I am using Notepad++ to write my Java code and Command Prompt to compile and run it. Following is my sample Java code,

    package abraKadabra;

    public class SuperClass{
       protected int anInstance;

       public static void main(String [] abc){
           System.out.println("Hello");
       }
    }

However, this file is in the following folder structure :

"usingprotected\superPkg" (usingProtected is a folder somewhere in the hierarchy in C:)

So, my package name here should be something like usingProtected.superPkg instead of abraKadabra as I wrote it.

But, when I compile this Java code from command prompt, it compiles fine with no error or warnings. Why is it so? Shouldn't the package name adhere to the folder structure? And if it should, how would it adhere?

For e.g. if my package name is usingProtected.superPkg, will the compiler check in the reverse order. The present working directory should be superPkg, then the parent directory should be usingProtected and its done.
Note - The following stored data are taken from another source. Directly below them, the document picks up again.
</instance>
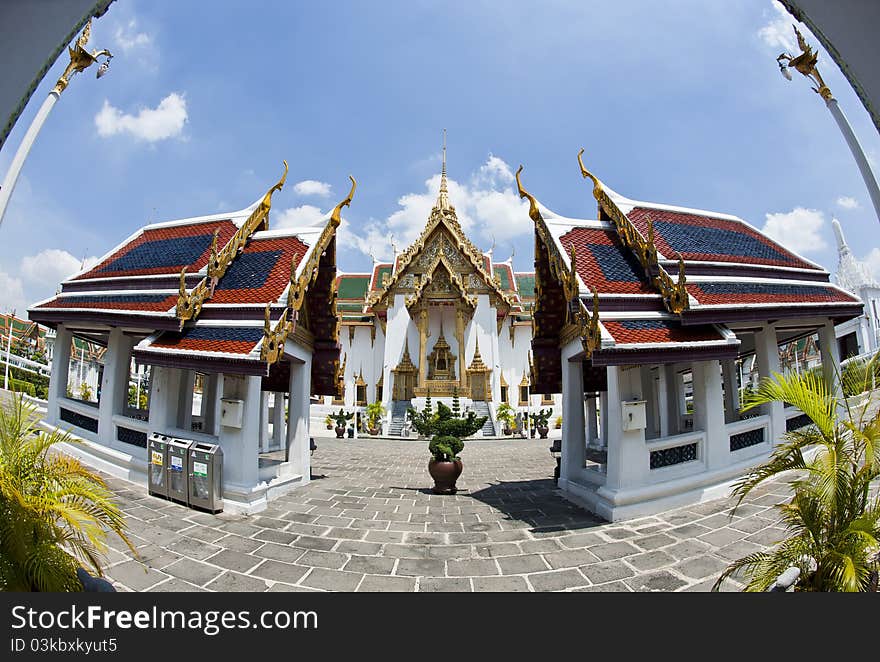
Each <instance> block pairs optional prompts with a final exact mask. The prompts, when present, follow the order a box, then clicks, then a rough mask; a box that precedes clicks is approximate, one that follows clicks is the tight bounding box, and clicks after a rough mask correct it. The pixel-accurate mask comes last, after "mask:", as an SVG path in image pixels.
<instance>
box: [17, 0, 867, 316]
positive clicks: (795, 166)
mask: <svg viewBox="0 0 880 662" xmlns="http://www.w3.org/2000/svg"><path fill="white" fill-rule="evenodd" d="M792 22H793V19H792V18H791V17H790V16H789V15H788V14H785V13H780V11H779V9H778V8H777V7H775V6H774V5H773V4H771V2H769V1H768V0H740V1H737V2H721V0H718V1H715V2H706V1H700V2H698V1H690V0H677V1H672V2H663V3H657V2H649V1H647V0H642V1H635V0H633V1H628V2H624V1H621V2H604V3H599V2H592V3H588V2H583V0H570V1H562V0H556V1H546V0H545V1H542V2H525V1H519V0H517V1H515V2H500V1H492V2H489V1H484V2H479V1H474V0H469V1H467V2H460V1H457V0H447V1H445V2H426V1H421V2H403V1H394V2H373V3H367V2H353V1H352V2H332V3H331V2H327V3H313V2H308V3H307V2H281V1H278V2H269V1H266V2H244V1H240V2H232V1H229V2H224V1H222V0H215V1H213V2H211V3H204V2H173V1H171V0H150V1H149V2H147V1H146V0H138V1H135V0H117V1H116V2H114V3H113V4H112V5H111V6H110V9H109V11H108V12H107V13H106V14H105V15H104V16H103V17H102V18H101V19H99V20H96V21H95V22H94V25H93V29H92V40H91V42H90V44H89V46H90V47H91V48H109V49H110V50H111V51H112V52H113V53H114V56H115V57H114V59H113V62H112V66H111V70H110V74H109V75H107V76H105V77H104V78H102V79H100V80H95V78H94V74H93V73H92V72H91V71H90V72H88V73H87V74H83V75H82V76H80V77H77V78H74V80H73V81H72V82H71V85H70V87H69V88H68V90H67V91H66V92H65V93H64V94H63V95H62V97H61V99H60V101H59V102H58V104H57V105H56V107H55V109H54V110H53V111H52V114H51V115H50V117H49V120H48V122H47V124H46V126H45V127H44V129H43V131H42V133H41V134H40V136H39V138H38V141H37V143H36V144H35V146H34V149H33V151H32V152H31V154H30V156H29V158H28V161H27V163H26V164H25V167H24V170H23V172H22V177H21V179H20V180H19V184H18V187H17V189H16V191H15V194H14V195H13V198H12V201H11V205H10V208H9V211H8V213H7V216H6V218H5V220H4V222H3V225H2V227H0V233H2V238H3V241H0V293H2V295H0V307H3V308H6V307H13V306H15V307H18V309H19V311H20V310H21V309H22V307H23V306H24V305H25V304H26V303H27V304H29V303H33V302H34V301H36V300H38V299H40V298H44V297H46V296H49V295H51V294H52V292H54V290H55V287H56V286H57V284H58V282H59V281H60V280H61V279H63V278H64V277H66V276H68V275H70V273H72V272H73V271H75V270H76V269H77V268H78V266H79V264H80V263H81V261H82V260H83V259H84V258H85V259H86V260H89V259H90V258H91V259H94V257H95V256H100V255H102V254H104V253H105V252H106V251H108V250H109V249H110V248H112V247H113V246H115V245H116V244H118V243H119V242H120V241H121V240H123V239H124V238H125V237H127V236H128V235H129V234H131V233H132V232H133V231H135V230H136V229H137V228H138V227H140V226H142V225H143V224H145V223H147V222H151V221H163V220H172V219H177V218H185V217H189V216H196V215H202V214H211V213H216V212H220V211H231V210H237V209H241V208H243V207H246V206H247V205H249V204H250V203H252V202H253V201H254V200H256V199H257V198H259V197H261V196H262V195H263V193H264V192H265V190H266V189H267V188H268V187H269V186H270V185H271V184H273V183H274V182H275V181H276V180H277V178H278V177H279V175H280V173H281V160H282V159H287V161H288V163H289V164H290V174H289V176H288V180H287V182H288V184H287V186H286V187H285V188H284V190H283V191H281V192H280V193H278V194H276V195H275V197H274V199H273V213H272V224H273V226H274V227H279V226H284V225H298V224H303V223H310V222H314V221H315V220H316V218H318V217H319V215H320V213H321V212H324V211H326V210H327V209H329V208H330V207H332V206H333V205H335V204H336V202H338V200H339V199H341V198H342V197H344V195H345V193H346V192H347V176H348V174H349V173H351V174H353V175H354V176H355V177H356V178H357V180H358V191H357V194H356V196H355V199H354V202H353V203H352V206H351V208H350V209H349V210H346V213H345V220H346V224H345V226H344V228H343V230H342V233H341V242H340V244H341V246H340V253H339V265H340V268H341V269H342V270H344V271H347V272H352V271H364V270H367V269H368V268H369V266H370V264H371V258H370V254H372V255H373V256H374V257H376V258H379V259H386V258H388V257H389V255H390V252H391V249H390V237H391V236H392V235H393V237H394V241H395V243H396V244H397V245H398V247H399V248H400V249H402V248H404V247H405V246H406V245H407V244H408V243H409V241H411V240H412V239H413V238H414V237H415V236H417V235H418V232H419V231H420V229H421V227H422V226H423V225H424V222H425V220H426V218H427V213H428V210H429V209H430V206H431V204H432V203H433V201H434V199H435V198H436V194H437V185H438V180H439V171H440V146H441V136H442V129H443V128H444V127H445V128H447V129H448V132H449V135H448V171H449V177H450V180H451V184H450V197H451V200H452V203H453V204H454V205H456V207H457V208H458V211H459V216H460V219H461V220H462V223H463V225H464V226H465V228H466V229H467V230H468V232H469V235H470V236H471V238H472V240H473V241H474V242H475V243H476V244H477V245H478V246H480V247H482V248H484V249H488V248H489V247H490V246H491V245H492V243H493V241H494V243H495V246H496V247H495V256H496V258H498V259H502V260H503V259H506V258H507V257H508V256H509V255H510V254H511V253H512V252H514V251H515V257H514V266H515V267H516V268H517V269H518V270H530V269H531V265H532V260H533V235H532V227H531V222H530V221H529V219H528V217H527V215H526V214H525V210H524V207H523V206H522V203H521V202H520V201H519V199H518V197H517V196H516V195H515V192H514V190H515V187H514V184H513V183H512V178H511V173H512V171H514V170H515V169H516V167H517V166H518V165H519V164H520V163H522V164H524V166H525V170H524V183H525V185H526V187H527V188H528V189H529V191H530V192H531V193H533V194H534V195H535V196H536V197H537V198H538V199H539V200H540V201H541V202H542V203H543V204H545V205H547V206H548V207H550V208H551V209H554V210H555V211H557V212H559V213H561V214H564V215H568V216H574V217H585V218H593V217H595V213H596V205H595V202H594V201H593V199H592V197H591V195H590V189H589V188H588V187H587V185H586V184H585V183H584V181H583V180H582V179H581V177H580V174H579V171H578V168H577V163H576V154H577V151H578V149H579V148H580V147H585V148H586V154H585V156H586V162H587V164H588V167H589V168H590V169H591V170H592V171H593V172H594V173H596V174H597V175H598V176H599V177H600V178H601V179H602V180H603V181H605V182H606V183H607V184H608V185H609V186H610V187H612V188H613V189H615V190H616V191H618V192H619V193H621V194H623V195H626V196H628V197H631V198H635V199H640V200H649V201H654V202H664V203H668V204H676V205H682V206H690V207H696V208H701V209H711V210H715V211H720V212H725V213H731V214H736V215H738V216H741V217H742V218H744V219H745V220H747V221H749V222H750V223H752V224H753V225H756V226H757V227H759V228H760V227H764V226H767V227H768V229H769V230H770V231H771V232H773V233H775V235H776V236H777V238H778V239H780V240H781V241H783V243H785V244H787V245H789V246H790V247H791V248H793V249H794V250H797V251H798V252H800V253H801V254H803V255H804V256H805V257H808V258H810V259H812V260H815V261H817V262H819V263H820V264H822V265H824V266H825V267H826V268H828V269H829V270H831V271H832V272H833V270H834V268H835V267H836V263H837V252H836V249H835V244H834V237H833V233H832V230H831V218H832V217H836V218H838V219H839V220H840V222H841V224H842V225H843V228H844V231H845V232H846V234H847V239H848V240H849V244H850V245H851V246H852V247H853V249H854V251H855V253H856V255H857V256H859V257H867V258H868V259H869V261H870V263H871V264H872V266H873V268H874V272H875V274H877V275H878V276H880V250H877V249H876V246H877V245H878V241H877V228H878V226H877V219H876V217H875V215H874V212H873V209H872V208H871V206H870V200H869V198H868V196H867V192H866V190H865V187H864V184H863V182H862V179H861V176H860V175H859V172H858V169H857V167H856V165H855V162H854V161H853V158H852V156H851V154H850V152H849V150H848V148H847V146H846V144H845V142H844V140H843V138H842V136H841V135H840V132H839V130H838V128H837V126H836V125H835V123H834V120H833V118H832V117H831V115H830V113H829V112H828V110H827V108H826V107H825V106H824V103H823V102H822V101H821V99H820V98H819V97H818V96H817V95H816V94H814V93H813V92H812V91H811V90H810V88H809V85H808V83H807V81H806V80H805V79H803V78H802V77H801V76H799V75H797V74H796V78H795V80H794V81H792V82H787V81H785V80H784V79H783V78H782V76H780V75H779V72H778V69H777V66H776V62H775V58H776V56H777V55H778V54H779V53H780V52H781V51H782V50H784V47H783V46H782V45H781V44H782V43H783V42H784V41H785V40H788V42H789V43H792V46H793V41H794V40H793V34H792V32H791V27H790V24H791V23H792ZM808 38H809V39H810V41H811V42H812V43H813V44H814V46H817V47H818V42H817V40H815V38H814V37H812V35H808ZM62 60H64V61H62ZM65 64H66V56H65V57H63V58H61V59H60V60H59V62H58V63H56V65H55V67H53V69H52V70H51V71H50V72H49V74H48V75H47V76H46V78H45V80H44V81H43V83H42V84H41V85H40V87H39V88H38V89H37V91H36V93H35V94H34V96H33V98H32V100H31V103H30V105H29V106H28V108H27V109H26V110H25V113H24V114H23V115H22V118H21V119H20V120H19V122H18V124H17V125H16V127H15V129H14V130H13V132H12V134H11V135H10V137H9V139H8V140H7V141H6V144H5V145H4V149H3V151H2V152H0V172H5V171H6V169H7V168H8V166H9V163H10V161H11V159H12V155H13V151H14V150H15V148H16V147H17V146H18V143H19V142H20V140H21V138H22V136H23V134H24V132H25V130H26V128H27V125H28V123H29V122H30V120H31V119H32V118H33V116H34V114H35V113H36V110H37V108H38V106H39V104H40V103H41V102H42V100H43V99H44V98H45V96H46V94H47V93H48V91H49V90H50V89H51V87H52V85H53V84H54V82H55V80H56V79H57V77H58V75H59V73H60V72H61V70H63V68H64V66H65ZM820 70H821V72H822V74H823V76H824V77H825V79H826V82H827V83H828V85H829V87H830V88H831V90H832V91H833V92H834V94H835V96H836V97H837V99H838V100H839V102H840V105H841V107H842V108H843V110H844V112H845V113H846V114H847V116H848V118H849V120H850V122H851V123H852V125H853V127H854V129H855V131H856V133H857V135H858V136H859V138H860V140H861V141H862V144H863V146H864V147H865V150H866V152H867V153H868V155H869V158H871V159H872V160H873V161H874V162H875V164H876V163H877V162H880V137H878V134H877V131H876V129H875V128H874V126H873V125H872V124H871V122H870V119H869V117H868V114H867V112H866V111H865V110H864V108H863V107H862V105H861V103H860V102H859V100H858V98H857V97H856V95H855V93H854V92H853V91H852V89H851V88H850V86H849V84H848V82H847V81H846V79H845V78H844V77H843V75H842V74H841V73H840V71H839V69H838V68H837V66H836V65H835V64H834V63H833V61H832V60H831V59H830V58H829V57H828V56H827V55H826V54H825V53H824V51H822V50H821V49H820ZM875 167H876V165H875ZM304 182H305V183H304ZM297 184H299V186H297Z"/></svg>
Is it how it checks the folder structure with package name?

Answer

Jon Skeet picture Jon Skeet · Dec 6, 2011

The Java language specification doesn't force files to be in a certain directory. It optionally allows the compiler to require that public classes are in files with the same name of the class, but I don't think there's anything similar for packages. Section 7.2.1 talks about possible storage options in a file system, but it doesn't say anything about enforcing source code structure, as far as I can see.

However, it's best practice - and a pretty much universally accepted convention - to reflect the package structure in the source directory structure... and javac will use this to try to find source files which aren't explicitly specified to be compiled.

Note that if you're compiling from the command line, by default each class will appear in the same location as the corresponding source file, but if you use the "-d" option (e.g. "-d bin") the compiler will build an appropriate output directory structure for you, rooted in the specified directory.